Ruff import sorting, ruff format, and noqa annotation for best-effort teardown in the self_process fixture. Co-Authored-By: Claude Opus 4.6 (1M context) <noreply@anthropic.com>

The swap migration test calls set_current() on a different device. Record the initial device from init_cuda and restore it on teardown so tests are side-effect free.
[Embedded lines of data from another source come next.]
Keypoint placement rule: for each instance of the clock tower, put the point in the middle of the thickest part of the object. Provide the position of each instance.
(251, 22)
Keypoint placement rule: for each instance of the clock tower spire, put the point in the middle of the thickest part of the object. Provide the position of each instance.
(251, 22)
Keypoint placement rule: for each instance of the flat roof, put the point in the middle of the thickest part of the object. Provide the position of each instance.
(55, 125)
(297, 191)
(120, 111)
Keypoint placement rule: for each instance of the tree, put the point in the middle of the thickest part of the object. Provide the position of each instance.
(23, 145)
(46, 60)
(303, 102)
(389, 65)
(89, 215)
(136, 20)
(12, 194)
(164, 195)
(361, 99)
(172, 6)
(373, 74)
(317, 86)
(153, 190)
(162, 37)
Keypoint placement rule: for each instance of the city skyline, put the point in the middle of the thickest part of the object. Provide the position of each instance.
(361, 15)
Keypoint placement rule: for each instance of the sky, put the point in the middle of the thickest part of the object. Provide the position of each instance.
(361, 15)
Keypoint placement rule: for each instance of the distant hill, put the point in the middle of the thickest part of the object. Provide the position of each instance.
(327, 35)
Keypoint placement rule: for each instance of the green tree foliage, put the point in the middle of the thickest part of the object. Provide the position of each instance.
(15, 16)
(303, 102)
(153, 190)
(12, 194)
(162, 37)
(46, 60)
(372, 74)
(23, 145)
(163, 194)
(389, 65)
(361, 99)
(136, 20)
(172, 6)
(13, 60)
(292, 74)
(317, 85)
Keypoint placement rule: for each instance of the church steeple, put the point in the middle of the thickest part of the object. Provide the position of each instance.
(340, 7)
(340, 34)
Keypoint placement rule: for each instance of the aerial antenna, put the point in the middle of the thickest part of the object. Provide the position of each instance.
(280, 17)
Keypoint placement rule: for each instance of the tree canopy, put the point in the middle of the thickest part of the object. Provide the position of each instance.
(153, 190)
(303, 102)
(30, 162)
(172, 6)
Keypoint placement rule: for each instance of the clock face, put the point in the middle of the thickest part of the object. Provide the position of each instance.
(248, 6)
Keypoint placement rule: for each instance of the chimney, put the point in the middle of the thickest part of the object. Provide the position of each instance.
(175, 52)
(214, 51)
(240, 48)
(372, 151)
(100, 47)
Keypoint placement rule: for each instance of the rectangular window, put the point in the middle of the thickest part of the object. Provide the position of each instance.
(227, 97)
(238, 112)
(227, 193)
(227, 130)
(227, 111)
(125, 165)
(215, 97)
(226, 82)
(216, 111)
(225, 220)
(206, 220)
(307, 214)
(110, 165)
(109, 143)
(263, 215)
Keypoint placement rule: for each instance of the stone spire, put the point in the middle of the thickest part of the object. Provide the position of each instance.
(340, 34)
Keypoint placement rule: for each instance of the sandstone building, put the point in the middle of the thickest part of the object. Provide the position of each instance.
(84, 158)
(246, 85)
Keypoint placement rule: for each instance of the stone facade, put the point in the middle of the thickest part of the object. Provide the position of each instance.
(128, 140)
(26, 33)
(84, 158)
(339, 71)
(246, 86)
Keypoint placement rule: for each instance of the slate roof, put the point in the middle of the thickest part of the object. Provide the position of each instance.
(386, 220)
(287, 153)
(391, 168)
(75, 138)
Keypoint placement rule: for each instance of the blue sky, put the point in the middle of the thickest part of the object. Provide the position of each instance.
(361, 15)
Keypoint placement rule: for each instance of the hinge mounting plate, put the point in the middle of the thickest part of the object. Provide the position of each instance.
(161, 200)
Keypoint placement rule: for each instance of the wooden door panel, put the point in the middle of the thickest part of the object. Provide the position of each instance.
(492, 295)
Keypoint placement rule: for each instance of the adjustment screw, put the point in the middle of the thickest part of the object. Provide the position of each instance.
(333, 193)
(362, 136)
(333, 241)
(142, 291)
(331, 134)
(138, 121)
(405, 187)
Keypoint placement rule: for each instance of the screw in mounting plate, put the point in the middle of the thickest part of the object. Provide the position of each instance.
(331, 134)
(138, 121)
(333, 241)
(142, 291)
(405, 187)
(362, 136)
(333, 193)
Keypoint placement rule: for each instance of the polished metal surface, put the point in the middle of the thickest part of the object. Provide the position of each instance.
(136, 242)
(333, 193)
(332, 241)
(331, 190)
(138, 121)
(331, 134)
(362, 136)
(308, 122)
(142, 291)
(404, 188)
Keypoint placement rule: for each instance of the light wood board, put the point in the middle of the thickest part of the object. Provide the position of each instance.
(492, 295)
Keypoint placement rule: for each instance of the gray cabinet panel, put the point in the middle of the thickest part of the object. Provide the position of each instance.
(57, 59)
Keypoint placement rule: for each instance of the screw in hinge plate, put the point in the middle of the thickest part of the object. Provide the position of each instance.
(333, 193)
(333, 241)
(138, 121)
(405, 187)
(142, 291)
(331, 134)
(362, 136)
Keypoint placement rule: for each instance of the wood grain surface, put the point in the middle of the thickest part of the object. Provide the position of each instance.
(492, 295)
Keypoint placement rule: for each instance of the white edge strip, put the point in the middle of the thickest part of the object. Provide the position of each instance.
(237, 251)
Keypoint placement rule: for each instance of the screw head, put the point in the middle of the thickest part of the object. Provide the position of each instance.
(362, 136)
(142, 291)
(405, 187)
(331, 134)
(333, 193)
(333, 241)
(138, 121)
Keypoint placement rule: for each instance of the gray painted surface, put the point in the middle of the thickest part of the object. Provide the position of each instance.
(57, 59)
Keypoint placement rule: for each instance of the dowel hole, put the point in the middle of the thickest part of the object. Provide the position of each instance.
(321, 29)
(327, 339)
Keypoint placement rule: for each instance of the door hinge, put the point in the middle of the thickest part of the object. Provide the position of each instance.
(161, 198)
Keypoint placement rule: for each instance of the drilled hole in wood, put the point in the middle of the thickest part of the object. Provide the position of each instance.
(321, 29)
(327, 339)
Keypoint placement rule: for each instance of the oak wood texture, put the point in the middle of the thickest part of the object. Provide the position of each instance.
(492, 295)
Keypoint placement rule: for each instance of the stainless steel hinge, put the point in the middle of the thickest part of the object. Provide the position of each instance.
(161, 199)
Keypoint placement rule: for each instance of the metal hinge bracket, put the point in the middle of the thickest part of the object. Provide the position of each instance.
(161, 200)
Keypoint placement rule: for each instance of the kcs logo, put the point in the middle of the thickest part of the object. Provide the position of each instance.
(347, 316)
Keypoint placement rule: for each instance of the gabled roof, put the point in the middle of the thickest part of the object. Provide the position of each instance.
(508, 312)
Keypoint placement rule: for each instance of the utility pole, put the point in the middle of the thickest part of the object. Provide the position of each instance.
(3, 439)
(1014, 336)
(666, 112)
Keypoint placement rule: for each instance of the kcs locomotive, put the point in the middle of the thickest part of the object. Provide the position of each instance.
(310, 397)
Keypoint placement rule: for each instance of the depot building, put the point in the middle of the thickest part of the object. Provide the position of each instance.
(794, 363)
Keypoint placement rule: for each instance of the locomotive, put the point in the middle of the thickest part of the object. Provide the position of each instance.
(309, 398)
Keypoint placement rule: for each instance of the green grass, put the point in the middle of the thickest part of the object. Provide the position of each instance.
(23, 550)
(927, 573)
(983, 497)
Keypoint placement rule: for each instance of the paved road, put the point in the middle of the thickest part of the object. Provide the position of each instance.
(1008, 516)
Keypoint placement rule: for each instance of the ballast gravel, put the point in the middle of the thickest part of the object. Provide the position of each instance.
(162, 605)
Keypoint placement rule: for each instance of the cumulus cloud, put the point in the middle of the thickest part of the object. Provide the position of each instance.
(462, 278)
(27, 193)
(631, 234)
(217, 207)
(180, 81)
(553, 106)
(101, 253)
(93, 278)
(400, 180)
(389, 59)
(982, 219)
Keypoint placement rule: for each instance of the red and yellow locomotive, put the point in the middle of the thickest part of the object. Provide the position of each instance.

Co-Authored-By: Claude Opus 4.6 (1M context) <noreply@anthropic.com>

kkraus14

Addressed the current CUDA checkpointing review comments in signed commit 8192df6.

kkraus14 · 2026-05-04T15:59:49Z

Review follow-up notes for signed commit 8192df67:

GitHub accepted the inline reply for the restore-mapping xref thread, but the remaining inline reply attempts are currently returning GitHub server errors, so I am summarizing the responses here.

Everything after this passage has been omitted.